Wang Li, Xing Jie, Cheng Rui, Shao Ying, Li Peng, Zhu Shengtao, Zhang Shutian
Department of Gastroenterology & Hepatology, Beijing Digestive Disease Center, Beijing Friendship Hospital, Capital Medical University, National Clinical Research Center for Digestive Diseases, Beijing Key Laboratory for Precancerous Lesion of Digestive Diseases, Beijing, China.
PLoS One. 2015 May 7;10(5):e0126319. doi: 10.1371/journal.pone.0126319. eCollection 2015.
Esophageal cancer is one of the most common malignant cancers worldwide. The molecular mechanism of esophageal squamous cell carcinoma (ESCC) is still poorly understood. ESE3 is a member of the Ets transcription family, which is only expressed in epithelial tissues and acts as a tumor suppressor gene in prostate cancer. Our study aim was to confirm whether ESE3 is involved in the carcinogenesis of ESCC. Immunohistochemical analysis revealed that ESE3 was mainly located in cell nuclei of normal tissues and the cytoplasm in ESCC tissues. Immunofluorescence and western blot analyses of the normal esophageal cell line HEEpiC and ESCC cell lines EC9706 TE-1, KYSE150, and KYSE410 confirmed these results. pEGFP-ESE3 and pcDNA3.1-V5/HisA-ESE3 plasmids were constructed for overexpression of ESE3 in EC9706 and KYSE150 cells. The stably transfected cells showed restoration of the nuclear localization of ESE3. EC9706 cells with re-localization of ESE3 to the nucleus showed inhibition of proliferation, colony formation, migration, and invasion. To explore the possible mechanism of the differences in localization of ESE3 in normal esophageal cells and ESCC cells, ESCC cell lines were treated with the nuclear export inhibitor leptomycin B, transcription inhibitor actinomycin D, PKC inhibitor sphinganine, P38 MAPK inhibitor SB202190, and CK II inhibitor TBCA. These reagents were chosen according to the well-known mechanisms of protein translocation. However, the localization of ESE3 was unchanged after these treatments. The sequence of ESE3 cDNA in ESCC cells was identical to the standard sequence of ESE3 in the NCBI Genebank database, indicating that there was no mutation in the coding region of ESE3 in ESCC. Taken together, our study suggests that ESE3 plays an important role in the carcinogenesis of ESCC through changes in subcellular localization and may act as a tumor suppressor gene in ESCC, although the mechanisms require further study.

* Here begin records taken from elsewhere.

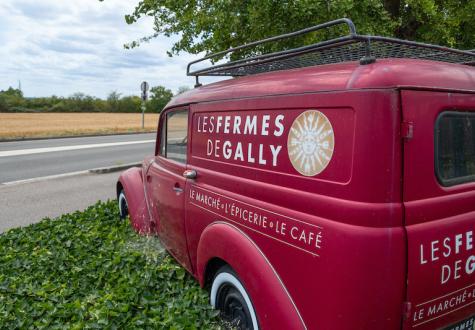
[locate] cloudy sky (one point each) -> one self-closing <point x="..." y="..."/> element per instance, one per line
<point x="59" y="47"/>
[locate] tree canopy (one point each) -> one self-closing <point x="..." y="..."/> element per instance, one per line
<point x="12" y="100"/>
<point x="215" y="25"/>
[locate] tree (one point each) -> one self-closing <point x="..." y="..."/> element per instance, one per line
<point x="182" y="89"/>
<point x="159" y="97"/>
<point x="211" y="26"/>
<point x="113" y="101"/>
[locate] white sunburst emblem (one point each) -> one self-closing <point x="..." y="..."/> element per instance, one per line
<point x="310" y="143"/>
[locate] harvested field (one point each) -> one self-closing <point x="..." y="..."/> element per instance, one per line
<point x="29" y="125"/>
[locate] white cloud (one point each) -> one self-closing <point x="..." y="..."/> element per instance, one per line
<point x="62" y="47"/>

食管癌是全球最常见的恶性肿瘤之一。食管鳞状细胞癌(ESCC)的分子机制仍未完全清楚。ESE3是Ets转录家族的成员之一,仅在上皮组织中表达,在前列腺癌中作为肿瘤抑制基因发挥作用。我们的研究目的是确认ESE3是否参与ESCC的致癌过程。免疫组织化学分析显示,ESE3主要位于正常组织的细胞核中,而在ESCC组织中位于细胞质中。对正常食管细胞系HEEpiC和ESCC细胞系EC9706、TE-1、KYSE150和KYSE410进行免疫荧光和蛋白质印迹分析证实了这些结果。构建了pEGFP-ESE3和pcDNA3.1-V5/HisA-ESE3质粒,用于在EC9706和KYSE150细胞中过表达ESE3。稳定转染的细胞显示ESE3的核定位得以恢复。ESE3重新定位于细胞核的EC9706细胞表现出增殖、集落形成、迁移和侵袭受到抑制。为了探究ESE3在正常食管细胞和ESCC细胞中定位差异的可能机制,用核输出抑制剂放线菌素B、转录抑制剂放线菌素D、蛋白激酶C抑制剂鞘氨醇、P38丝裂原活化蛋白激酶抑制剂SB202190和酪蛋白激酶II抑制剂TBCA处理ESCC细胞系。这些试剂是根据已知的蛋白质转运机制选择的。然而,这些处理后ESE3的定位没有改变。ESCC细胞中ESE3 cDNA的序列与NCBI基因库数据库中ESE3的标准序列相同,表明ESCC中ESE3的编码区没有突变。综上所述,我们的研究表明ESE3通过亚细胞定位的改变在ESCC的致癌过程中发挥重要作用,并且在ESCC中可能作为肿瘤抑制基因,尽管其机制需要进一步研究。